Negli ultimi anni è diventato molto più fragile. Ha creato un’importante associazione per aiutare i giovani che vogliono avvicinarsi alla musica. Ogni volta che organizza un concerto in loro onore, sono al suo fianco.
Hai detto che il tuo ultimo album, “Anime parallelo”, è sicuramente il tuo progetto più importante. Per quello?
Questo album segna la mia trentesima carriera. È uscita una versione in italiano nel 2023 e un’altra in spagnolo nel 2024. Riassume quello che ho imparato, soprattutto a livello umano. Ho capito che l’anima delle persone è più importante del loro aspetto e che è fondamentale rispettare chi è diverso da noi. Io le chiamo anime parallele. Questi 30 anni mi hanno liberato dal giudizio e mi hanno permesso di raccontare le storie degli altri attraverso la mia musica.

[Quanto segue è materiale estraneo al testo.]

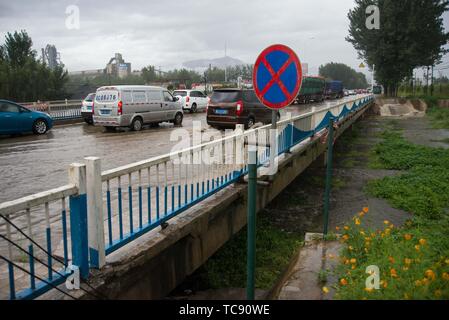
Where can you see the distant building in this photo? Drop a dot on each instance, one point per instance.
(118, 67)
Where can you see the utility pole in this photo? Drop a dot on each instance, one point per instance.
(431, 86)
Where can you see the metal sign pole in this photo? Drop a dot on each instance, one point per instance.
(252, 191)
(273, 62)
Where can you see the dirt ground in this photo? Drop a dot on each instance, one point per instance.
(299, 209)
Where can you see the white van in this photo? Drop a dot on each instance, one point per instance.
(134, 106)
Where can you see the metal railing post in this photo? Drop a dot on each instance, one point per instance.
(328, 175)
(97, 251)
(78, 219)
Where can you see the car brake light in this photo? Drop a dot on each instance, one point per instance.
(120, 105)
(239, 108)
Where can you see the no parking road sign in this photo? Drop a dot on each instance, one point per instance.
(277, 76)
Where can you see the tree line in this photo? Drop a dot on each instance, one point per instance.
(24, 77)
(410, 34)
(339, 71)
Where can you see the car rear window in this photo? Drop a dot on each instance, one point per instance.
(225, 96)
(250, 96)
(106, 96)
(90, 97)
(180, 93)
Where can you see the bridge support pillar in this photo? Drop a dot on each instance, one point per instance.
(78, 219)
(97, 252)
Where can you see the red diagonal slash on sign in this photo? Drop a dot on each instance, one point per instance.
(276, 77)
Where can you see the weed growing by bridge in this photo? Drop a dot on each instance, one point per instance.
(275, 248)
(414, 259)
(423, 189)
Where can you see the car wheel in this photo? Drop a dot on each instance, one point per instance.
(137, 124)
(40, 127)
(178, 119)
(250, 122)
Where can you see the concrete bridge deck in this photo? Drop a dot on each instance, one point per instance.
(153, 265)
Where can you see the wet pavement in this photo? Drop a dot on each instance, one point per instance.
(31, 164)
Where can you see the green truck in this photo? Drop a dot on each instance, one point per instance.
(312, 89)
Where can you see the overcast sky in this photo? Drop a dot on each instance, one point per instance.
(167, 33)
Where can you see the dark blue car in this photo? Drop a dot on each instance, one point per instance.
(16, 119)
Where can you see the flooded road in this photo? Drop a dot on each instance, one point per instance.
(31, 164)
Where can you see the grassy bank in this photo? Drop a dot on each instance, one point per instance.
(275, 248)
(439, 117)
(413, 260)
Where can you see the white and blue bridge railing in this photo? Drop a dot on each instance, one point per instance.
(58, 110)
(40, 236)
(109, 209)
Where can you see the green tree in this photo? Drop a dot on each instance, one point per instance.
(339, 71)
(411, 34)
(23, 77)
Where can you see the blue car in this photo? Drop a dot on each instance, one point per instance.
(16, 119)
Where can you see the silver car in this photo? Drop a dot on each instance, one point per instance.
(134, 106)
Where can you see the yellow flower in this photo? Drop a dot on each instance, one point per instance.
(393, 273)
(430, 275)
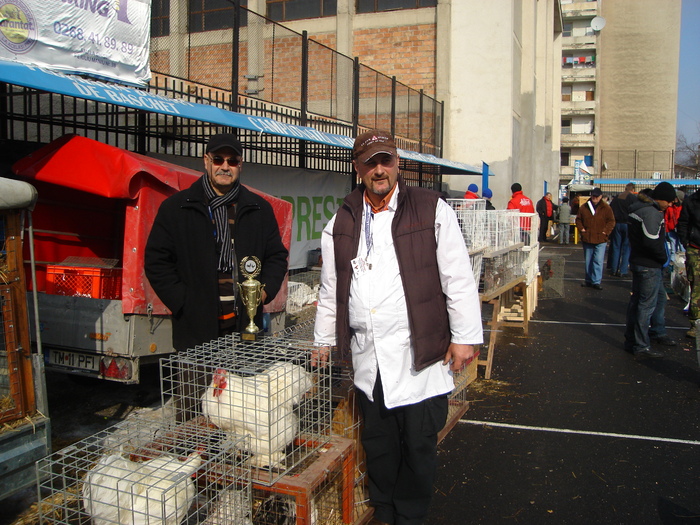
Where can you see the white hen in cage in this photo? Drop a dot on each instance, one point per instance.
(261, 405)
(118, 490)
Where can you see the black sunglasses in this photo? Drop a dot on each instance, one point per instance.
(218, 160)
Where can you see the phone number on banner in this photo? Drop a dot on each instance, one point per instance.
(78, 33)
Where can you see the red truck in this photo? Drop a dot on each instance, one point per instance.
(98, 314)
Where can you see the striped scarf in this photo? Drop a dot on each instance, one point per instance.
(217, 210)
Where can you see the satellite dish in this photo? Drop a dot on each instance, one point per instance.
(598, 23)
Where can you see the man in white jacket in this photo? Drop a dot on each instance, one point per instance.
(397, 290)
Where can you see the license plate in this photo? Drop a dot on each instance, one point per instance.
(74, 360)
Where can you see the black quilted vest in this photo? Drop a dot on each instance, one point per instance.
(413, 231)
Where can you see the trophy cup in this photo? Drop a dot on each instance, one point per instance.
(251, 295)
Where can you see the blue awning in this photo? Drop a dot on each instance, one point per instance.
(649, 182)
(55, 82)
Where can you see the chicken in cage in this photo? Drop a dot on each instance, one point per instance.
(145, 473)
(319, 492)
(266, 389)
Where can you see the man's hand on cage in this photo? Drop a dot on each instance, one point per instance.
(320, 355)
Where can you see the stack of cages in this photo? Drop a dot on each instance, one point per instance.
(531, 222)
(346, 421)
(509, 233)
(471, 216)
(148, 471)
(270, 390)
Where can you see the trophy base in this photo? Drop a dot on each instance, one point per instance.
(254, 336)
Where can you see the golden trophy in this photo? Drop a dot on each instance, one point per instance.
(251, 295)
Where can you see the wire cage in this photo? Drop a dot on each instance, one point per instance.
(265, 388)
(471, 217)
(142, 471)
(476, 260)
(303, 290)
(501, 270)
(345, 419)
(502, 229)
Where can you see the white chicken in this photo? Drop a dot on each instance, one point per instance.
(159, 491)
(261, 405)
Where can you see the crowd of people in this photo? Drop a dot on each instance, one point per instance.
(641, 232)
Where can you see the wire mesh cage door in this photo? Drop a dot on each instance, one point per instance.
(16, 387)
(147, 471)
(266, 389)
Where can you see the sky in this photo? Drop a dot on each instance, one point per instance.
(689, 75)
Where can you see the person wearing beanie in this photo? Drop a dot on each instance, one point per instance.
(472, 192)
(391, 251)
(190, 255)
(595, 221)
(519, 201)
(488, 194)
(646, 311)
(688, 229)
(546, 210)
(564, 220)
(671, 216)
(619, 254)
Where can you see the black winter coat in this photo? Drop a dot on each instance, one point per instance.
(688, 227)
(181, 260)
(647, 234)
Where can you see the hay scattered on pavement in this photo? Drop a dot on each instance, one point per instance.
(490, 387)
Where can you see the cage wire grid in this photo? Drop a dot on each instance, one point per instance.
(267, 389)
(302, 290)
(346, 421)
(145, 471)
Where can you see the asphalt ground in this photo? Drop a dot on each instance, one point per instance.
(571, 428)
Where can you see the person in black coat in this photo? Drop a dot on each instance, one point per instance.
(197, 241)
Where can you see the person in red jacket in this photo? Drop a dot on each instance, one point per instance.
(671, 216)
(519, 201)
(472, 192)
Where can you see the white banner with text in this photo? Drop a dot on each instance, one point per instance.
(108, 39)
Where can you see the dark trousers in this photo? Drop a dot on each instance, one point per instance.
(544, 228)
(401, 450)
(647, 308)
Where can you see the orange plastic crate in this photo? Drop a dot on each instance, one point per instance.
(78, 281)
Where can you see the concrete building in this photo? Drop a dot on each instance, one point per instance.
(495, 65)
(619, 91)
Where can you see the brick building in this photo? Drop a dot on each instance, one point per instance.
(494, 65)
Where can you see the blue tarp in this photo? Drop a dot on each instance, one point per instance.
(55, 82)
(649, 182)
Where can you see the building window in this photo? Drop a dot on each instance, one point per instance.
(160, 18)
(375, 6)
(566, 126)
(564, 158)
(566, 93)
(208, 15)
(285, 10)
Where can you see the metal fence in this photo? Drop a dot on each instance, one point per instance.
(261, 60)
(261, 69)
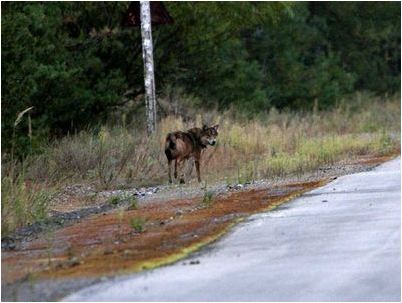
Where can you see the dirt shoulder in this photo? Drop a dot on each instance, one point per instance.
(163, 226)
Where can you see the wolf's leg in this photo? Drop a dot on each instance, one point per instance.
(182, 169)
(197, 167)
(170, 170)
(175, 169)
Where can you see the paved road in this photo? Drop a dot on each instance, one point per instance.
(340, 242)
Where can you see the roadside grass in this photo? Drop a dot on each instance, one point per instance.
(271, 146)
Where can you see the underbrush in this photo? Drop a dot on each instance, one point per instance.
(273, 145)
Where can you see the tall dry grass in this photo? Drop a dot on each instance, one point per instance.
(274, 145)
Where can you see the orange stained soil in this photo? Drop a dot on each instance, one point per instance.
(108, 244)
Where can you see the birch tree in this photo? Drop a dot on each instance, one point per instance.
(147, 54)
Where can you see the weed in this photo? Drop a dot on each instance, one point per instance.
(133, 203)
(115, 200)
(276, 145)
(207, 199)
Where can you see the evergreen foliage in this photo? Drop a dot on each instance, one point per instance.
(75, 61)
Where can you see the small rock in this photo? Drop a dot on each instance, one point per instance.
(108, 252)
(238, 186)
(74, 261)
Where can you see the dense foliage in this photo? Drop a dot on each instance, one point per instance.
(75, 62)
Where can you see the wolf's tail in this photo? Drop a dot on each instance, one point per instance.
(170, 145)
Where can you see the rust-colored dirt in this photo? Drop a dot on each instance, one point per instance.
(107, 244)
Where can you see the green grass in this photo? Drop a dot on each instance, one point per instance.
(274, 145)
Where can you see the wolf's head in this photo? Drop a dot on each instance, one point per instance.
(209, 134)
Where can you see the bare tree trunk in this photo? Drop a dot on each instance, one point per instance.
(147, 54)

Nonostante questo progetto non sia molto autobiografico, spesso mi ritrovo nella diversità delle storie che condivido.
Il tuo titolo “Eppure non è così” con i suoi testi sensibili si distingue dalla massa. Puoi dirci di più?
È una delle canzoni più autobiografiche dell’album. Affronta il giudizio costante che proviamo, indipendentemente dal fatto che siamo famosi o meno, in particolare a causa dei social media. Veniamo criticati per il nostro aspetto, i nostri pensieri o le nostre parole. Come artista, vengo spesso travisato e non sempre riflette chi sono veramente. In questa canzone confronto la mia riflessione, affermando che non dovresti aver paura di essere te stesso. È dedicato a chi si sente mal giudicato e ci ricorda che il successo e l’apparente felicità non significano assenza di solitudine o tristezza.
Che rapporto hai con i tuoi social network?
Gestisco quotidianamente i miei social network con l’aiuto del mio community manager. Quando si pubblica un album, la casa discografica potrebbe richiedere una maggiore presenza sociale. Tuttavia, mi sforzo di mantenere un contatto autentico con i miei fan, come facevo prima dell’era dei social media. Il mio fan club, attivo da quasi 30 anni e gestito da mio padre e due colleghi, conta 25.000 iscritti. In passato ho risposto a lettere e chiamate personali. Oggi rimango in contatto tramite Twitter, Instagram e altre piattaforme. Mio padre e i membri del mio fan club gestiscono queste interazioni quotidianamente e decidiamo insieme quali risposte e aggiornamenti condividere. Negli ultimi anni ho ridotto la lettura quotidiana dei commenti, soprattutto dopo il periodo Covid, quando la rabbia delle persone era palpabile e spesso espressa in modo eccessivo sui social.
Hai presentato l’Eurovision a Torino nel 2022. Hai seguito la vittoria di Nemo quest’anno?
Sapete, l’unica delusione che ho avuto con l’Eurovision è stata che quando ho vinto Sanremo, l’Italia non ha partecipato. Quindi non ho mai potuto competere lì. Anche se partecipare oggi potrebbe sembrare ingiusto dopo una lunga carriera, avere l’opportunità di presentare l’Eurovision è stato incredibile. Sono sempre stato un grande fan. Questo evento ha arricchito la musica introducendoci a vari canti e lingue. Quest’anno Nemo ha offerto una performance straordinaria e ha trasmesso un messaggio potente. Sono lieto che la Svizzera abbia vinto il concorso e abbia portato un messaggio così significativo. La musica ha il potere di lasciare un’impressione profonda.